- posted: Mar. 08, 2013
When you think of Hallmark, you often think of the word “giving.” In a recent case, though, Hallmark will be doing the getting: a repayment of a substantial severance package by a former executive who later used Hallmark’s trade secrets to compete against it.
As the Eighth Circuit Court of Appeal explained in Hallmark Cards, Inc. v. Murley, Janet Murley was a former Hallmark Vice-President until Hallmark eliminated her position in 2002. Murley received a severance package consisting of a $735,000 payment, 18 months of paid COBRA health insurance, and executive placement and tax preparation services. In return, Murley promised not to sue Hallmark, and not to use its trade secrets.
Murley went to work at one of Hallmark’s competitors, Recycled Paper Greetings (“RPG”). Murley admitted disclosing confidential Hallmark information, including information about Hallmark’s business model, its consumers’ buying process, and industry analysis that Hallmark paid for. Hallmark learned of the violation of the confidentiality agreement when American Greetings was buying RPG and wanted a third-party to inspect RPG’s information to ensure that RPG did not have any of Hallmark’s information. Hallmark then sued Murley.
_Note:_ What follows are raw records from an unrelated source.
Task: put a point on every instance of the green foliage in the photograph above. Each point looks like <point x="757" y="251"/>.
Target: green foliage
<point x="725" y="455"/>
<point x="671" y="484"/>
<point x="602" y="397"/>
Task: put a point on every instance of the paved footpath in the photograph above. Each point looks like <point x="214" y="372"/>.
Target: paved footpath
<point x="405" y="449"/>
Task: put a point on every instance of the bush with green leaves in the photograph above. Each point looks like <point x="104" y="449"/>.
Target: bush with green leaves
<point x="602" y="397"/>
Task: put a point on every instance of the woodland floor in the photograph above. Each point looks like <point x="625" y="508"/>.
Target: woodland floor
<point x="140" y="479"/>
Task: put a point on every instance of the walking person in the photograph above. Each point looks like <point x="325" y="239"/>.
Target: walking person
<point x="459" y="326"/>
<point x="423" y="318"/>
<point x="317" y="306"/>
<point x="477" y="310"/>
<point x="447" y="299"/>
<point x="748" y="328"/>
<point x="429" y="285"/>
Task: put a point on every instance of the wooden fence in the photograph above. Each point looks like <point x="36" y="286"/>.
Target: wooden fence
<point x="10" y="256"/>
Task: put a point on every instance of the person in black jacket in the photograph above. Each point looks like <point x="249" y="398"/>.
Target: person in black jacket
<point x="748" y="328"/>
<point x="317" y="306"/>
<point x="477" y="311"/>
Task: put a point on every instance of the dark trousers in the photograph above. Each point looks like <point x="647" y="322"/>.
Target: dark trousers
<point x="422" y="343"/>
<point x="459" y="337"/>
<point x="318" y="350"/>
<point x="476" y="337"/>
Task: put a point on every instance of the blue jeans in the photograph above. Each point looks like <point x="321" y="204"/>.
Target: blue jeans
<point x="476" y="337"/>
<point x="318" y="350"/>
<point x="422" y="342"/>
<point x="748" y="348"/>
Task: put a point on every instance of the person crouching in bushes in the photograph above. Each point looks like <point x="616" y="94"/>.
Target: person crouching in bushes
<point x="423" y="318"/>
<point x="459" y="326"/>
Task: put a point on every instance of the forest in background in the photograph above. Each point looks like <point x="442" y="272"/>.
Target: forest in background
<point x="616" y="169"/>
The judge made it extra easy for the jury after finding that Murley had deleted 67 documents from her computer just before the computer inspection. The court instructed the jury that
If you should find that a party willfully destroyed evidence in order to prevent its being presented in this trial, you may consider such destruction in determining what inferences to draw from the evidence or facts in this case. You may, but are not required to, assume that the contents of the files destroyed would have been adverse, or detrimental to the Defendant.
The jury found in favor of Hallmark, and the Eighth Circuit Court of Appeals affirmed, overruling Murley’s objection to the jury instruction.
When employees and executives leave, companies have a difficult balancing act of respecting the law and acting fairly to its departing people, and protecting its own interests. The Hallmark case shows that courts will protects the company’s interests when a departure violates its agreement. Now that’s a Hallmark moment.